# Accelerated Motion

## Materials:

- lab sheet and writing utensil
- calculator
- spreadsheet software graphing capability
- 8.5″ x 11″ card stock
- ruler with
**mm**markings

## Goals

The goals of the lab are to:

- apply a kinematic equation to predict the accelerated motion of an object in free-fall
- acquire data on human reaction time
- analyse the data in a scientific way to determine and report your average reaction time with uncertainty.

## Experimental Setup

Cut the card stock into three 11″ long strips.

Draw a horizontal line halfway across one strip, about 4 **cm **above the bottom edge. Label the line “start here”

Use a kinematic equation to calculate the distance an object in free-fall would drop in 0.02 seconds. Show your work below.

Convert your answer to **cm**, show your work below.

Starting from your “start here” line, measure upward a distance equal to your answer above and draw another line half way across the strip. Label this line “0.02 **s”**

Repeat this calculation at 0.02 **s **intervals and continue measuring and marking the drop distances up from the “start here” line until you go beyond the top of the strip. Label each line with the fall time used to calculate the distance to that line. Either use the formula feature of the spreadsheet software or use your calculator and enter each answer by hand into the spreadsheet. You should get a table like this, but with many more rows:

Time (s) |
Drop Distance (cm) |

0.02 | XX |

0.04 | XX |

….. | ….. |

Are the lines on your card strip evenly spaced? If not, why not?

If you were to graph the data in your spreadsheet, what would the graph look like, and why?

Graph the data in your spreadsheet and fit a quadratic function to the data. According to the R^{2} value, does the quadratic function fit the data well? Explain.

## Experimental Methods

Have a friend or family member hold the card at the top. You place your thumb and index finger about 3 **cm** apart on either side of the “start here” line, as if you were going to pinch the card.

At a random time, the holder will drop the card and you will close your fingers to catch the card.
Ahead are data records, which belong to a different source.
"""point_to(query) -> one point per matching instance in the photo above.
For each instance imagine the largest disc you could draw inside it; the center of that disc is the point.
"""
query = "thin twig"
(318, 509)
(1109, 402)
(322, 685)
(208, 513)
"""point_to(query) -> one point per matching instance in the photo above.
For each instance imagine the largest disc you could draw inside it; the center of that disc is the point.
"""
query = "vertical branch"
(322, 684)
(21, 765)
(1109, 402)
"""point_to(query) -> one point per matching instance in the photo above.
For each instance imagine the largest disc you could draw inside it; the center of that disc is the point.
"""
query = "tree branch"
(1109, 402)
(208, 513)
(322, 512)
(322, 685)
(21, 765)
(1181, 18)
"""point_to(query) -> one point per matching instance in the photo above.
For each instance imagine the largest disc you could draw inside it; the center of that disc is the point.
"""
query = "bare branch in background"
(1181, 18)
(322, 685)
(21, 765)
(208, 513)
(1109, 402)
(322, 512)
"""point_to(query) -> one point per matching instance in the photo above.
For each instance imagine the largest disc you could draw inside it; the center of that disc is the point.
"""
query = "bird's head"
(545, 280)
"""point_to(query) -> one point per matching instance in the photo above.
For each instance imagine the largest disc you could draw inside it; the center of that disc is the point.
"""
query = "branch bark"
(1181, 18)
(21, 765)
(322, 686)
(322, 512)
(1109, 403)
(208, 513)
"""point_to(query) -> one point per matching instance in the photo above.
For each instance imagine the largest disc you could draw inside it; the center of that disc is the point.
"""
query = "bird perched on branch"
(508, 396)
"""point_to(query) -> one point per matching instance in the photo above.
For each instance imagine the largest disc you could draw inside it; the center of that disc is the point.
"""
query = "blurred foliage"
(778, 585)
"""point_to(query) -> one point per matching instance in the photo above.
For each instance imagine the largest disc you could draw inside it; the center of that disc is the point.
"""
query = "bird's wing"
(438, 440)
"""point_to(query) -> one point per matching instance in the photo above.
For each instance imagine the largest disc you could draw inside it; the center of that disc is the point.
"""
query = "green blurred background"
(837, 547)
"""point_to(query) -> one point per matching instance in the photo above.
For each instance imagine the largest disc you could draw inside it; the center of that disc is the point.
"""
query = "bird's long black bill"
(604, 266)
Use the markings to read off the time you took to see the card falling and close your fingers. This is your reaction time. Repeat this experiment 10 times, recording the measured reaction time for each trial. You will not always land exactly on a line, so there will be uncertainty in your measurements. Record the uncertainty in your estimate of the measured time for each trial. Fill in the table below:

Trial | Time (s) | Uncertainty (s) |

1 | ||

2 | ||

3 | ||

4 | ||

5 | ||

6 | ||

7 | ||

8 | ||

9 | ||

10 |

## Data Analysis

Calculate the average and standard deviation of your 10 measurements. You may use the feature of the spreadsheet to make these calculations for you.
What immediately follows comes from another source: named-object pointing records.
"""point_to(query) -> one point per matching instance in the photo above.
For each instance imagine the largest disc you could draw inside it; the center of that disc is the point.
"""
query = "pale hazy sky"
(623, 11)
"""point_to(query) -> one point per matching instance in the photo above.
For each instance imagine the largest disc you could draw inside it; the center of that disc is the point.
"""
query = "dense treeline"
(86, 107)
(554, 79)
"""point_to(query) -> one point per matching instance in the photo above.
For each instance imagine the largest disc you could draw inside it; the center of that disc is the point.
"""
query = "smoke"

Using the standard deviation as an estimate of your uncertainty in the average reaction time, report your reaction time with uncertainty in the standard format:

## Conclusions

We made a major assumption in using the kinematic equations to calculate the distance the card would fall in a certain time. We assumed the card had a constant acceleration of a known value, specifically 9.8 **m/s/s**. In other words our *model* assumed the card was in free-fall and ignored the drag force on the card. Explain whether or not applying a free-fall model was appropriate in this situation, based on your knowledge of how the drag force works.

Find a peer-reviewed research article on human reaction time and compare the result of that study to your result. Does your result seem reasonable in comparison? Do the values agree within the combined uncertainty in your measurement and theirs?
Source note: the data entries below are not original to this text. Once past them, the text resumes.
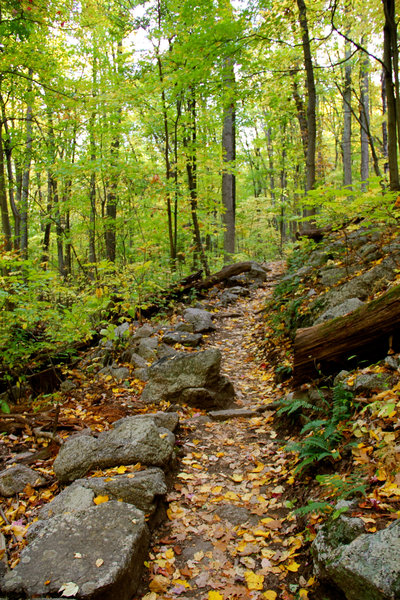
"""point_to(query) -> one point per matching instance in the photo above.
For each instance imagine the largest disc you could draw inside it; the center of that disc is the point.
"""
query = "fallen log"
(192, 284)
(366, 334)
Their experiment was likely not exactly the same as yours. Contrast their experiment with yours and explain how differences in experimental setup and methods might lead to differences in your values and in your uncertainties.

Are there any sources of systematic error that you did not account for in your experiment? If so, using exactly the same materials, what would you do differently to eliminate that systematic error from your experiment?

If you were to perform the experiment again, with exactly the same materials, what would you do differently to improve the precision of your experimental methods?

Do you feel that the uncertainty in your average reaction time was caused by a lack of precision in your experimental methods or by an underlying real variation in your actual reaction time for each trial? Explain.